Paraguay would regulate all activities related to bitcoin (BTC) or digital mining and will do so from four state institutions. This follows from the recently presented legislative proposal called “Law that regulates the industry and marketing of virtual assets and cryptoassets,” to which CriptoNoticias had access today Wednesday, July 14.
The initiative, prepared by congressman Carlos Rejala and Senator Fernando Silva Facetti, was presented in a private act and then before the National Congress of the Republic. The text notes that the Ministry of Industry and Trade will coordinate the enablement, registration, supervision and control of everything concerning Bitcoin.
This work of the Ministry will be delegated to three other units: the National Securities Commission, the Secretariat for the Prevention of Money or Property Laundering (Seprelad) and the National Electricity Administration. The latter will have greater influence in the field of cryptocurrency mining.
“We think it’s the best thing for our country and a really impressive model to replicate in other countries. There are a lot of people involved to remove this which is amazing,” Rejala told CriptoNoticias after the project’s presentation. The proposal does not speak of converting BTC as legal tender, as this newspaper advanced in an article published on July 12.
Licenses for all bitcoin activity
The Paraguayan regulation includes the application and issuance of licenses for mining companies, cryptocurrency traders that it calls “intervening agents”, create a registry of exchanges and service providers for digital assets and establish an energy consumption plan to supply the nascent industry. The sector is recognized by lawmakers as an “innovative industry”.
Those companies or individuals who carry out activities outside the regulations could be punished with administrative or even criminal measures, that is, violators could go to jail. In addition, those who come to law but then commit tax or regulatory violations could lose their licenses and receive fines.

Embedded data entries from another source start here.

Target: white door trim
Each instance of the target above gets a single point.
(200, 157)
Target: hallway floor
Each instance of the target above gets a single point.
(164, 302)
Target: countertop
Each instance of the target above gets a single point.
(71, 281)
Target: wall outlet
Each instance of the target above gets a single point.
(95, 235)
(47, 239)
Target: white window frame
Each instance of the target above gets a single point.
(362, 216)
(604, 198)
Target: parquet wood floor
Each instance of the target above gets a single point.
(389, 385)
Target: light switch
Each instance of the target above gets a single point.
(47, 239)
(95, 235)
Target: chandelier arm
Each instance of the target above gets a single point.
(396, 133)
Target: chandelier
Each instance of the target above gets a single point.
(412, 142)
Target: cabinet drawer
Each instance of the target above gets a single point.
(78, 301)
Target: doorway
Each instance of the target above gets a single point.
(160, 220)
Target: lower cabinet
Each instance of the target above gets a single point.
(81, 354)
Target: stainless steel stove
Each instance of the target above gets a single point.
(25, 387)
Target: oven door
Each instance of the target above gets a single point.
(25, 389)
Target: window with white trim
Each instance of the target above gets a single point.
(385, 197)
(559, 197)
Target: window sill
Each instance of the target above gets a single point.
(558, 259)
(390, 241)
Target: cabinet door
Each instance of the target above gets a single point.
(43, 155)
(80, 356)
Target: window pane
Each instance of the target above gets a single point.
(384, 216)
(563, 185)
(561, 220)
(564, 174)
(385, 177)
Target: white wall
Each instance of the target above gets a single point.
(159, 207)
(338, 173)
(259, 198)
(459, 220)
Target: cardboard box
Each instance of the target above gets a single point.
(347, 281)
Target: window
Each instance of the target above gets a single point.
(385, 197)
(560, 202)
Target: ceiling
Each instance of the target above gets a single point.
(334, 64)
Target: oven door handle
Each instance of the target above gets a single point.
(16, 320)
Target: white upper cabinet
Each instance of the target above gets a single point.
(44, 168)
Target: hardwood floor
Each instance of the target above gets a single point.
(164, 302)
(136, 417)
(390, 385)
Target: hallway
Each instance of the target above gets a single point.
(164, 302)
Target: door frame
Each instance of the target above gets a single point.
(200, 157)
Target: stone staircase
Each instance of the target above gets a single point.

In general, the proposed law consists of four chapters and 22 articles. A preliminary draft to which this newspaper had access consisted of seven chapters and 27 articles. It should also be mentioned that the tax burden of the activity, which was highlighted in a first draft, in the final version is barely mentioned.
Now the initiative will go to debate in the national congress. In parliament, the chambers of deputies and senators will set their views to determine whether the proposal is modified, approved as presented or rejected by a vote by legislators. It is not known how long the considerations of parliamentarians could take.